In the small hours of the night, those of us with the dark gifts consulted with the omens, and signs, by bones and cards and leaves of drinks far bitter than tea. At times, we would be told of dark deeds required of us. Tending to a garden asks for weeding. Weeds of our very own youngs, if leadership, integrity, what is just and good and proper was not to be found in their souls. Sweet sadness upon our hearts, songs of spells upon our tongues we did such deeds, and others. 

Thus, order was kept. Ours and the one of our world. When the omens spoke of it, an elder will depart to a place of bidding, to set forward another temple-harem. Show a young Sultan bride the order, the ways. And then another and another, until their palace was warm and soft and full of new life and love. And order. We threaded silk throughout the world as we knew it. And the days and nights were nectar. 

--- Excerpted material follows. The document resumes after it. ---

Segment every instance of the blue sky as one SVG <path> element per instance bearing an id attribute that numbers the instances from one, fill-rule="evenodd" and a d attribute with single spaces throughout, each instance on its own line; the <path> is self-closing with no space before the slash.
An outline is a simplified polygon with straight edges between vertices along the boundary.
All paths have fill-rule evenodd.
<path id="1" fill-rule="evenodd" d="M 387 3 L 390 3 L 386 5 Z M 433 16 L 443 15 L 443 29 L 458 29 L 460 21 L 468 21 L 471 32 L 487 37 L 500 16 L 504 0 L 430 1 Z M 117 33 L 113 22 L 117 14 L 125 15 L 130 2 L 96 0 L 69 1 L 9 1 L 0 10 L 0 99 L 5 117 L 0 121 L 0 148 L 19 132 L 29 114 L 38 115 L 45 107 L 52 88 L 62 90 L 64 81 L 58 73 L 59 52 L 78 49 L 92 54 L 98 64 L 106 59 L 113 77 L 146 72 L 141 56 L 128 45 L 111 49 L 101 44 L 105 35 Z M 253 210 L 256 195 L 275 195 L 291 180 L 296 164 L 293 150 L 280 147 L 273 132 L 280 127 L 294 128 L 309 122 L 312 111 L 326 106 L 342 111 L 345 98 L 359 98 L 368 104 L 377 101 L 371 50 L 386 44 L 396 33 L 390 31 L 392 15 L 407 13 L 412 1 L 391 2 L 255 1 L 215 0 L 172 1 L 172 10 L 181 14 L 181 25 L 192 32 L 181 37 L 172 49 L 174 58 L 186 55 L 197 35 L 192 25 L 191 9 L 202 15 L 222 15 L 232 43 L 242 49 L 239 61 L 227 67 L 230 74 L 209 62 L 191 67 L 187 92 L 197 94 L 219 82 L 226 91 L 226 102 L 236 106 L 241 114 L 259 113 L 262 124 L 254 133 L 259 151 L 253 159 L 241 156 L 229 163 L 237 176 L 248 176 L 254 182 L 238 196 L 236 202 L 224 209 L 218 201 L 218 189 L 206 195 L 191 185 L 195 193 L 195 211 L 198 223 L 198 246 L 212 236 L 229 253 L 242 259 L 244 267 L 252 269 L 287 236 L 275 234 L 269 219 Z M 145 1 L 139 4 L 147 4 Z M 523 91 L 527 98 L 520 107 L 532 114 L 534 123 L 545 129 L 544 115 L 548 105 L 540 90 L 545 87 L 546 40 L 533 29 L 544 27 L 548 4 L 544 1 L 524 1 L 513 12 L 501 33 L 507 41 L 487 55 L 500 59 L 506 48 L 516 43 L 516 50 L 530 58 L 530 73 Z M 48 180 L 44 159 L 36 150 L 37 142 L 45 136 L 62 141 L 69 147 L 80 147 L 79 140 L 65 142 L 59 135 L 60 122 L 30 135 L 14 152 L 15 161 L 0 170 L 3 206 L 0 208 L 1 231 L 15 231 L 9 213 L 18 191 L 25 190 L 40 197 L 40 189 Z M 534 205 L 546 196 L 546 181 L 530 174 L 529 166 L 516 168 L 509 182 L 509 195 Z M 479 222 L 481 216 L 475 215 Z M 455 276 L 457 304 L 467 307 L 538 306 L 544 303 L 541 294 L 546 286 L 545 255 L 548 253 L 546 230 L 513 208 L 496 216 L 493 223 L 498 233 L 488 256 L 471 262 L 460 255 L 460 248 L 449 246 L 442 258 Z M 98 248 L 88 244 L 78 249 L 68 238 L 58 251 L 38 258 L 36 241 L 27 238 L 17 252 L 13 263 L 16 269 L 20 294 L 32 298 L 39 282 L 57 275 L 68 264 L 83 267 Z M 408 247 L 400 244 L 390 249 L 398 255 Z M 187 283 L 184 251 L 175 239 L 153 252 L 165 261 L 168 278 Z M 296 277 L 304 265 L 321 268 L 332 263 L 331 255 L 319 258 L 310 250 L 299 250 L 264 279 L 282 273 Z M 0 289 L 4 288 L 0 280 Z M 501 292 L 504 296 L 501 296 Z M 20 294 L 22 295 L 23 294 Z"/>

But the cycle was broken. 

I will not talk today of how and why and when. 

I will not pass judgement. 

I will not weep.

We failed our garden. 

Order was scattered. 

The joy of the harem was exiled. In the absence of wise gardeners, it became exactly what you imagined it to be. Cats of women. Dogs of men. 

Beloved, it will be many moons, and suns will turn round and round before the order returns. But, my women, look me in the eyes and dare tell me you don’t feel that very pulse in the depth of bone and soul – that when we take the silken, subtle shadow reign again, as we did once before, it will be a beautiful and just world for everyone. 

This secret truth I tell you of – not much survived of it in the writings. 

Hints, glimpses, twisted through fabrications. 

Know now, it was not me alone who whispered 1001 sweet fables at a Sultan’s ear to help him rule wisely. It was me and a thousand of my sacred sisters-lovers.